I had some spare time this weekend, and an urge to cook, so I decided to finally take a stab at the vegetarian cassoulet recipe I had been saving for almost a year. Yes, for real. The San Francisco Chronicle Food & Wine section did a spread with a bunch of different variations on cassoulet last January, including a vegetarian one that looked fantastic. I saved it, since I knew I would have neither the time nor the will to cook such a thing with a newborn to care for.
I’m glad I saved the clipping for this long! The cassoulet wasn’t difficult, but it was time-consuming. I probably put a total of 4 hours into it, when all was said and done, but at least it wasn’t all active time.
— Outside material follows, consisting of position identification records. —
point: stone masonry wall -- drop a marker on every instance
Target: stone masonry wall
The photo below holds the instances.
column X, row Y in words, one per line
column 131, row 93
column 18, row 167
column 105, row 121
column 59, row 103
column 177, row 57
Most of it was just waiting for the beans to cook. The result was well worth the waiting, though.
This is definitely a keeper!
From the San Francisco Chronicle, January 30, 2011, with my modifications
2 large yellow onions
7 Tbs unsalted butter, divided
2 Tbs extra-virgin olive oil, divided
3 tsp kosher salt, divided
1 bay leaf
1 pound dried Great Northern beans*
2 small sprigs thyme, plus 3 1/2 tsp minced thyme
1 small sprig rosemary, plus 1/2 tsp chopped rosemary
1 clove garlic, crushed
1 generous pinch smoked paprika
1 14.5-oz can crushed tomatoes
2 Tbs minced sun-dried tomatoes
1 tsp dry sherry**
1 tsp champagne vinegar
1 1/2 tsp freshly ground pepper
1 Tbs chopped parsley
1 cup fresh bread crumbs
Peel the onions, halve lengthwise, slice thinly, and then chop. In a large frying pan, melt 3 Tbs butter and 1 Tbs olive oil. Add the onions, salt, and bay leaf and reduce the heat to low. Cover and cook for 10-15 minutes, until the onions have softened and reduced in volume. Uncover and cook, stirring occasionally, until onions are golden brown and caramelized, 30 to 40 minutes. Remove from the heat and set aside.
Pick over and rinse beans. Place in a large pot and add water to cover by one inch, plus the thyme and rosemary sprigs and 1 tsp salt. Bring to a boil, cover, and reduce the heat to very low. Simmer, stirring occasionally, until beans are tender but not falling apart, about 2 to 3 hours. Remove from the heat and drain, reserving 1 cup of the broth.
Meanwhile, make the tomato sauce. In a small skillet over medium heat, heat 1 Tbsp olive oil and add the garlic and paprika, stirring until the garlic softens, about one minute. Add the crushed and sun-dried tomatoes, sherry, vinegar, 1/2 tsp salt, 1/2 tsp pepper, parsley, and 1 1/2 tsp minced thyme. Reduce the heat to medium-low and simmer, stirring, until the sauce is thick enough to coat the back of a spoon, about 10 to 15 minutes.
Once you’re ready to assemble the cassoulet, preheat the oven to 350°. Add about 1/4 cup of the onions to the tomato sauce, stirring over medium heat to warm. Add 1 tsp salt, 1 1/2 tsp thyme, and 1/2 tsp rosemary. Stir in 3/4 cup of the reserved bean broth. Remove the pan from the heat and fold in half of the beans and half of the remaining onions with a soft spatula, being careful not to crush the beans. Gently fold in the rest of the beans and onions. If the mixture seems too dry, add a bit more of the bean broth.
Transfer the mixture to a casserole dish. Melt the remaining 4 Tbs butter. Toss the bread crumbs with the melted butter, the remaining 1/2 tsp thyme, and 1/4 tsp rosemary. Sprinkle the bread crumb mixture over the top of the beans. Bake until the topping has formed a golden crust and the juices are bubbling around the edge, about 30 minutes.
* Don’t soak the beans. You’ll cook them from dried, which takes a long time, but produces a great result. I only mention it because I did a double-take when I first read the recipe.
** If you don’t have sherry on hand (I didn’t), you can substitute a pinch of brown sugar along with a little more vinegar.